Now, some national governments, under pressure to act and protect their citizens, are tightening screws and making it difficult for foreign-based men and women of the cloth to enter their countries to hold crusades and other related activities.
Goroh concurs that there has been a spike in the number of people claiming to be of God, making it difficult for the average believer to tell the wheat from the tares.
While calling for swift action to “round up all charlatans and throw them in jail,” he warns that a knee-jerk response might result in throwing out of the baby with the bath water, which might disadvantage genuine men and women of God and those they lead.
Goroh argues that not every new church is dubious.
“The main line churches, or old or established churches used to be new. When Martin Luther King rose to take up a stand against what some churches were doing in his day, he was seen as a person protesting against the established church. He felt that the way church was being done was at variance with what Jesus came to establish,” Goroh said in a recent interview.
He said having new things is good, whether in church, business or politics as that enables people to have different perspectives.
“I believe that having new churches has been of help because people bring a new flow to the way things are done and add a different angle to interpreting things. That can reduce crime and a lot of passion killings that we see the government struggling to deal with,” he said.
He gave the example of his own church which, in addition to feeding orphaned and vulnerable children for many years, is noted for turning hard-core criminals from crime to Christianity, a development he said had contributed towards making Namibia safer.
Goroh said there can never be a time when any country feels that it has become self-sufficient in terms of men and women of God, thereby making foreign-based clergy unnecessary.
“Just as no country can shut its boarders against foreign-trade, no country – whether in the area of commerce, industrialisation or spirituality – can exist in isolation. Namibia can only have a clear understanding of spirituality, especially from the church angle when more Namibian men and women of God start to go outside and interact with their contemporaries. It is give and take. There will be a perspective that Namibia has that Zambia, for instance, needs. That’s how nations grow and be healthy spiritually.”
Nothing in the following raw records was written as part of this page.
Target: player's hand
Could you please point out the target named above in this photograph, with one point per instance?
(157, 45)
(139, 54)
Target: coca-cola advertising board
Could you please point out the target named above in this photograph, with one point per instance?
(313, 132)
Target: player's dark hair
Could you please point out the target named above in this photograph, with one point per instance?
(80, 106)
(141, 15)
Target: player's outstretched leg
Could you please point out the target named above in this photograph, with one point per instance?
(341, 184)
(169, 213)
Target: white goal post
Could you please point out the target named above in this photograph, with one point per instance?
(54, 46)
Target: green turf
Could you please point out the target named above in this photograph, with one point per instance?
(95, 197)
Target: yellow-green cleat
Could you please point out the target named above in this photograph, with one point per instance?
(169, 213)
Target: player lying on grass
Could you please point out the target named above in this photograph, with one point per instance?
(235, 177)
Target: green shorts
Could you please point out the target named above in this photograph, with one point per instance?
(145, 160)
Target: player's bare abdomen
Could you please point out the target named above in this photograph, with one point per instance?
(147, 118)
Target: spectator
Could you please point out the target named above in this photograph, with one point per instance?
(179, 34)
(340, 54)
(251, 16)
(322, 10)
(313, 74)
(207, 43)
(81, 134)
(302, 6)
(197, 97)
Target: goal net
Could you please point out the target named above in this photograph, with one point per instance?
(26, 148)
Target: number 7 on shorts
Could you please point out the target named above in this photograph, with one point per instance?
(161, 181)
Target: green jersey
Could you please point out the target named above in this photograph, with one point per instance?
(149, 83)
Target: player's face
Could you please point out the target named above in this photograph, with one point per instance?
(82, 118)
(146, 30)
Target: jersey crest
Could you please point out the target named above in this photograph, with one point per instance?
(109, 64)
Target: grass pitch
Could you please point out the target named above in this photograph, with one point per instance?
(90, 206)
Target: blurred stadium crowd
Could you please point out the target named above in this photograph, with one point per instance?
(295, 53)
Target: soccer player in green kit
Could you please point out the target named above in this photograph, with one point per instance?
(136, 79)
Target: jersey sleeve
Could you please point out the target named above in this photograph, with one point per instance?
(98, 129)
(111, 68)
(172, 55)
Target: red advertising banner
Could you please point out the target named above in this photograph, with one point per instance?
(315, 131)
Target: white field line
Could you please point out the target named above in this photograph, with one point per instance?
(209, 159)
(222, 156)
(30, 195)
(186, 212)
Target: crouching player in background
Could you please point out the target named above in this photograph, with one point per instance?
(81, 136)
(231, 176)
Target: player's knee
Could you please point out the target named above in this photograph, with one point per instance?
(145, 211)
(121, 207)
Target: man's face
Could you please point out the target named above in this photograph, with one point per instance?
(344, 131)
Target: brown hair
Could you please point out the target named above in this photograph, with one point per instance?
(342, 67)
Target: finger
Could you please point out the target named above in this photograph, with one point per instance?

He said slamming the doors in the face of every foreign-based preacher because “there are strange people coming from outside” would not be the way to go.
“We need cross-pollination of ideas in the area of the church. So instead of closing the boarders, countries need to tighten their laws to ensure that those coming in to do the work of God meet set criteria. Not everybody is a crook,” he said.
His view is that the growing perception that every foreign-preacher who comes to Namibia is up to no good is unfortunate and singled himself out as an example of one of the many men and women of cloth who had served Namibia well.
“There are a lot of genuine people. The first time I came into Namibia was 1993 and then I came with my family to settle in 1994. I have never been involved in any crime. I have never been involved in trying to get money out of somebody with the wrong intentions. Instead, we have been empowering people.”
He added: “Where our church is located, we feed the poor, we have raised young people that were into crime; people that were terrorizing this community, and we have helped to bring violence in their lives to an end through teachings.”
He said it was unfair that people would just categorise anyone coming from outside among the “charlatans.”
“The Catholic, Anglican, Methodist and Lutheran churches all came from outside. So, if we just throw a blanket and say every church is wrong or has a false agenda, then we are shooting our own feet.”
He said a lot of people were facing many challenges related to their families, jobs, health and finances which make them desperate and vulnerable to manipulation.
Be that as it may, Goroh said identifying genuine churches from fake ones is not rocket science.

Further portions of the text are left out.